Menurut dia, saat ini banyak negara mengandalkan dua jenis penerimaan pajak, yakni Pajak Penghasilan (PPh) dan Pajak Pertambahan Nilai (PPN).

“Masalahnya sekarang ini untuk mendapatkan penerimaan pajak dari PPh itu tidak gampang lagi karena banyak modus-modus penghindaran pajak berganda yang dilakukan oleh wajib pajak (WP) tidak bisa deteksi sedemikian cepat.
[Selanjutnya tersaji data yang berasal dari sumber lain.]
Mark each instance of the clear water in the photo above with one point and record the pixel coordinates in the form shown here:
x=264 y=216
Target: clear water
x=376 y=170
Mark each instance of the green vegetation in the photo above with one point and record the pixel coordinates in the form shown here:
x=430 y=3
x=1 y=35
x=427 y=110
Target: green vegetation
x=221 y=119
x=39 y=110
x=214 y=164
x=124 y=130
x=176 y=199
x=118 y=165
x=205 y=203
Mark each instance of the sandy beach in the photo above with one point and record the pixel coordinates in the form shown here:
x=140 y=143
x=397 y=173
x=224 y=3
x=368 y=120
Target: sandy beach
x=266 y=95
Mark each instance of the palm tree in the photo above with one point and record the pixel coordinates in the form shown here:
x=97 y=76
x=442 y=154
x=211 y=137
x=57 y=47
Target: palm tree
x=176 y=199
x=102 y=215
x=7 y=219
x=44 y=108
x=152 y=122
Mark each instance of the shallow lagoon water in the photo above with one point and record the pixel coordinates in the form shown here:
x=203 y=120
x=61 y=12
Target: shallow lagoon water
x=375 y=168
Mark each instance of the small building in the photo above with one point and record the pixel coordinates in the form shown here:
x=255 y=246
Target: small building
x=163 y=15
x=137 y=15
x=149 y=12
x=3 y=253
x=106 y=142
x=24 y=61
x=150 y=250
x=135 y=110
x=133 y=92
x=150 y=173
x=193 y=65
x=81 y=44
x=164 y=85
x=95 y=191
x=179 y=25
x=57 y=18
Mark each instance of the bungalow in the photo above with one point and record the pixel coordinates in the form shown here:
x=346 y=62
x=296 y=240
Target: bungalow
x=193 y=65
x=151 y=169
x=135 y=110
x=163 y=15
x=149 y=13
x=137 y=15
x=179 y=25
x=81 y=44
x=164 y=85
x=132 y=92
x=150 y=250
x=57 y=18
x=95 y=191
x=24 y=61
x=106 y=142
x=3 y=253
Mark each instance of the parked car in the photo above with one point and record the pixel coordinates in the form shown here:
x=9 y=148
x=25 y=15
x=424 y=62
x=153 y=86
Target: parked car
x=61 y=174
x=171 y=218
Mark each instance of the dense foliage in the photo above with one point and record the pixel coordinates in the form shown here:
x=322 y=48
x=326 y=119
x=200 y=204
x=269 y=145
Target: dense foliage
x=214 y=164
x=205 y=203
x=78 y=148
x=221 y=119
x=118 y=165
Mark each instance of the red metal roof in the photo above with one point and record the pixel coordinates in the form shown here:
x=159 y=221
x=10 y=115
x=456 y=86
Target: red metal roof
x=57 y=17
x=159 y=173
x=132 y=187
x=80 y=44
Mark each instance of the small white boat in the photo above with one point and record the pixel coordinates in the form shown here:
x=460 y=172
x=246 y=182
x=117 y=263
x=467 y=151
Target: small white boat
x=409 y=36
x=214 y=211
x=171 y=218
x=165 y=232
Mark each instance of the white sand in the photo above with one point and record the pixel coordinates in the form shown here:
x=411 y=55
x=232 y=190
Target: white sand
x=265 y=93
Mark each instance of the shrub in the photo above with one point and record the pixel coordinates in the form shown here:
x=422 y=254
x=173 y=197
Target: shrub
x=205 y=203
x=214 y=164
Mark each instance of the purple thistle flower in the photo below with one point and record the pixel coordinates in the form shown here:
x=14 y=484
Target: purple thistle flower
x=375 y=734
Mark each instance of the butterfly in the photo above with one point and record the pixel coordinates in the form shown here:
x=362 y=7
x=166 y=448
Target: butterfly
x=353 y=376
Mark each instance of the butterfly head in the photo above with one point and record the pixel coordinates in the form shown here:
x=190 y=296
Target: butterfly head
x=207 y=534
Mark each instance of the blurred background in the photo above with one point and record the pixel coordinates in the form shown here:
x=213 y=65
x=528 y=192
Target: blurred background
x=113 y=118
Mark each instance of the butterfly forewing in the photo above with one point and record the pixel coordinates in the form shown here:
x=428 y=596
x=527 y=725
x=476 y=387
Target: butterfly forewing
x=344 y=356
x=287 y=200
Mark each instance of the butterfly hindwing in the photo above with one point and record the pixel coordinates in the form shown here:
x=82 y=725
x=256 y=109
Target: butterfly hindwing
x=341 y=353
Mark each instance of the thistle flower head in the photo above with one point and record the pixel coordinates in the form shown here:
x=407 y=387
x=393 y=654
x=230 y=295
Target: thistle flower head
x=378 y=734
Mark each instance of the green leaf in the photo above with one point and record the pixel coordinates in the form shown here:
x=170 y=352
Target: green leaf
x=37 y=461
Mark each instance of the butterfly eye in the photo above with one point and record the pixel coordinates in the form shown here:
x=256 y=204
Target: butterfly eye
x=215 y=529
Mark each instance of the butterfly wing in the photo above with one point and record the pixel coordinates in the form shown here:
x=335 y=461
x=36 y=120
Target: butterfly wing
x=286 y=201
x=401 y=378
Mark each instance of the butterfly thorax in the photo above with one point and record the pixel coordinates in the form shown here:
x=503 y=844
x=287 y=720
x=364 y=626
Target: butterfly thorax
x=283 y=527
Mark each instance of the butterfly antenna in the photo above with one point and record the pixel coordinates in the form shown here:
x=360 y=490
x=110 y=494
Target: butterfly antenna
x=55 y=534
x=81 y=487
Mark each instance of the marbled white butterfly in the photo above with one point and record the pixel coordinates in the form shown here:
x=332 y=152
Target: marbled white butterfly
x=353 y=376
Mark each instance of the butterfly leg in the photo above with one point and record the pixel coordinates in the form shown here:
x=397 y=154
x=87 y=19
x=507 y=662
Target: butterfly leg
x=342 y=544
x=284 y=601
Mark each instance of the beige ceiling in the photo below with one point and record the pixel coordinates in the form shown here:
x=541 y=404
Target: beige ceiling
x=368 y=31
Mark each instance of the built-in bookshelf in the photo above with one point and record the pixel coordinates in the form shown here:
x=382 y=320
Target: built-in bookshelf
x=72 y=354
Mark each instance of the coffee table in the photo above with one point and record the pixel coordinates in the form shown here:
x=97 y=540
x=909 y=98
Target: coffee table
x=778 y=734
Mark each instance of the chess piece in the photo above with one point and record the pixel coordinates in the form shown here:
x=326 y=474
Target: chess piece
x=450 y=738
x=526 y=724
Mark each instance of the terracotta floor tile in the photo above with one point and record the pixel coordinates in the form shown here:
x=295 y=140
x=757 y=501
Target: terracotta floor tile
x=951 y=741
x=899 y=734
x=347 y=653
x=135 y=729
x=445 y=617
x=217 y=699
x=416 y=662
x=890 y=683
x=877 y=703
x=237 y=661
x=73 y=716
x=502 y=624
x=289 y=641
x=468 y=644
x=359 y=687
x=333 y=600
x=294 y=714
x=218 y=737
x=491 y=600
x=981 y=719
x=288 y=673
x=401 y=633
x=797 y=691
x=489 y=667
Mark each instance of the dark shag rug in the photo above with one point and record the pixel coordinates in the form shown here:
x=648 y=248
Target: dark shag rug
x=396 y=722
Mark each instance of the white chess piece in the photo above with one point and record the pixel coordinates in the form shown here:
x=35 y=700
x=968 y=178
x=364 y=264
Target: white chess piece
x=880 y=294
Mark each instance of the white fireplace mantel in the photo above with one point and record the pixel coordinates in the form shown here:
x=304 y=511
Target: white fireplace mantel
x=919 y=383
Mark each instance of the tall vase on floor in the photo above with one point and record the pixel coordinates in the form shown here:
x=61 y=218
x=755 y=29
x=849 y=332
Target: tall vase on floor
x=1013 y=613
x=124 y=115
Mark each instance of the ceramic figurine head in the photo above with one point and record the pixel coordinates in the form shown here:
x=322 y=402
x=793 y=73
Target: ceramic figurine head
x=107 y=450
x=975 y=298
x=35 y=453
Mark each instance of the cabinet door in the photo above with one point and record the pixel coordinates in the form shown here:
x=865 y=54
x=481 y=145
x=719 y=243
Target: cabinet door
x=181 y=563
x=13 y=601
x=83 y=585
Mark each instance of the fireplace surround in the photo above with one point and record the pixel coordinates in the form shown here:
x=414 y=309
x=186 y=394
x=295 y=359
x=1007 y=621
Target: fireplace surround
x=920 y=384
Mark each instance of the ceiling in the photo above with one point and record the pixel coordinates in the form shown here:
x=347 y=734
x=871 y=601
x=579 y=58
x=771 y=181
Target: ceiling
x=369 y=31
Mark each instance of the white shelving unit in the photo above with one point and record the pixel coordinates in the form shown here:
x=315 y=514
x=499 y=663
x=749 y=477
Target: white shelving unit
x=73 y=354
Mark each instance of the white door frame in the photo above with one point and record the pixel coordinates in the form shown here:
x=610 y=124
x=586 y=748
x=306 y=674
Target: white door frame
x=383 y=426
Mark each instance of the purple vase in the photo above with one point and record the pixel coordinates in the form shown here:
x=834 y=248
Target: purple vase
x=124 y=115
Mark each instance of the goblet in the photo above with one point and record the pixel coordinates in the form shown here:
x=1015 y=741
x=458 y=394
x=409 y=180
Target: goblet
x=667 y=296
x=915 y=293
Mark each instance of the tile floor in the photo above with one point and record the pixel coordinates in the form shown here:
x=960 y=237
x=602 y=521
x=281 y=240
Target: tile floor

Makanya banyak negara berpikir dan beralih untuk menempatkan PPN menjadi andalan penerimaan pajak,” ujarnya dalam sebuah diskusi virtual pada Selasa, 5 April.

Darussalam menambahkan, faktor inilah yang membuat pemerintah kemudian mengarahkan peningkatan sektor penerimaan dari PPN.

“Jadi karena semakin susah untuk penerimaan PPh, maka banyak negara beralih menuju PPN. Dan sebenarnya kalau kita melihat di banyak negara, penerimaan PPN itu sudah mendekati PPh,” tutur dia.

Bos DDTC itu juga mengungkapkan alasan lain mengapa PPN terus digenjot.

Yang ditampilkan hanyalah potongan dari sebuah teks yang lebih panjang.